中畑さんの一言で松井秀喜の「専属運転手」になりました
中畑さんと松井の特訓は短くて1時間、長くて2時間。その間、僕はなにをやっていたかといえば、リビングのコタツに入って、中畑さんの奥さまとミカンを食べながらテレビを見ている。
考えてみれば、松井と僕は当時、レギュラーを目指す同世代のライバルです。一緒に素振りをさせてくれてもいいようなものですが、中畑さんは松井につきっきり。スイングを見て下さい、と直談判することもなく、当たり前のようにコタツでお茶をすすっている僕も僕です。

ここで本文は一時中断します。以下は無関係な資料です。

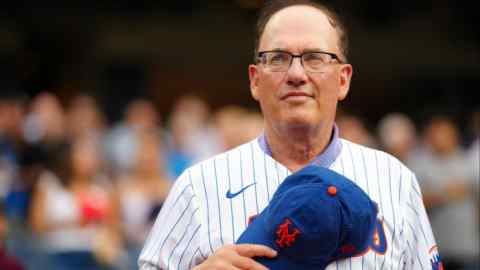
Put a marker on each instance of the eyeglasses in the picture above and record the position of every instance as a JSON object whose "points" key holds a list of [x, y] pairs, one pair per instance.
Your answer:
{"points": [[280, 61]]}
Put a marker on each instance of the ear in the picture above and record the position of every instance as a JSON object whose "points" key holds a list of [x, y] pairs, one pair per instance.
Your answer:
{"points": [[253, 75], [346, 71]]}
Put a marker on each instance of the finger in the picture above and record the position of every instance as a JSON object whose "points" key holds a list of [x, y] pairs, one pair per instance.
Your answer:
{"points": [[251, 250], [247, 264]]}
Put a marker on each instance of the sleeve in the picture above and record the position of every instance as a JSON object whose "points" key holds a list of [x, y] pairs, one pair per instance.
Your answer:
{"points": [[421, 248], [173, 242]]}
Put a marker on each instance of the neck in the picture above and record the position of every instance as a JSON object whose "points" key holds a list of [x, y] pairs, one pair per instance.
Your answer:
{"points": [[296, 147]]}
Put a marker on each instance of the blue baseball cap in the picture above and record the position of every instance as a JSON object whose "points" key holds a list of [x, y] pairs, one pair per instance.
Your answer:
{"points": [[316, 216]]}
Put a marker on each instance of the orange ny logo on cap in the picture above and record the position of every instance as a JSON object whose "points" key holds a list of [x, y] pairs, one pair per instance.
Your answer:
{"points": [[284, 237]]}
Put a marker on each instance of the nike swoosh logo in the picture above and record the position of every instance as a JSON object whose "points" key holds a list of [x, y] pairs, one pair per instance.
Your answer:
{"points": [[233, 195]]}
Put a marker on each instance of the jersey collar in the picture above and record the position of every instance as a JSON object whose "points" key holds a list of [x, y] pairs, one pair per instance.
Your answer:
{"points": [[324, 159]]}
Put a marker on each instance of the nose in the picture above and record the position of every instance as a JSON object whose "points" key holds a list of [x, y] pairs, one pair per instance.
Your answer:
{"points": [[296, 75]]}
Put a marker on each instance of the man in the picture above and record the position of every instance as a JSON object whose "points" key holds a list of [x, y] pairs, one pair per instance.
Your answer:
{"points": [[300, 73]]}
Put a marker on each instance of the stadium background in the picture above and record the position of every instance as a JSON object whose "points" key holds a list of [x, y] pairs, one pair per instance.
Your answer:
{"points": [[418, 58]]}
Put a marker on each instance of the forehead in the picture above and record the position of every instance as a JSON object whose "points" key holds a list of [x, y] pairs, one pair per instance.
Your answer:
{"points": [[297, 28]]}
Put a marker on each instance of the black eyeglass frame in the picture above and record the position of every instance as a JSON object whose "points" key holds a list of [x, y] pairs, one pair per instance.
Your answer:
{"points": [[332, 55]]}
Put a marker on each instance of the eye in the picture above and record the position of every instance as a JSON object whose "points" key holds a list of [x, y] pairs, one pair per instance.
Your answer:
{"points": [[278, 58], [315, 59]]}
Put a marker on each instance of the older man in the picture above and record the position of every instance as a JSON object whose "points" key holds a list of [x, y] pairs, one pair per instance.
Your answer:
{"points": [[299, 75]]}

「じゃあなに? 大介は2人の練習が終わるのをただ待っているだけなわけ? それじゃあ、ただの運転手じゃん。よし、分かった。今度の大介の誕生日には、オレが白い手袋と制帽をプレゼントしてやるよ」
そう言って、ベテランの広沢克実さんら当時の先輩方によくイジられたものです。のちに、中畑さんに「あのとき、一緒に教えてくれたら、僕ももう少し打てたんじゃないですか。よく考えたら、一回も中畑さんにバッティングを教えてもらったことないですよ」と言ったら、「いいんだよ大介は」とゲラゲラ笑って流されました。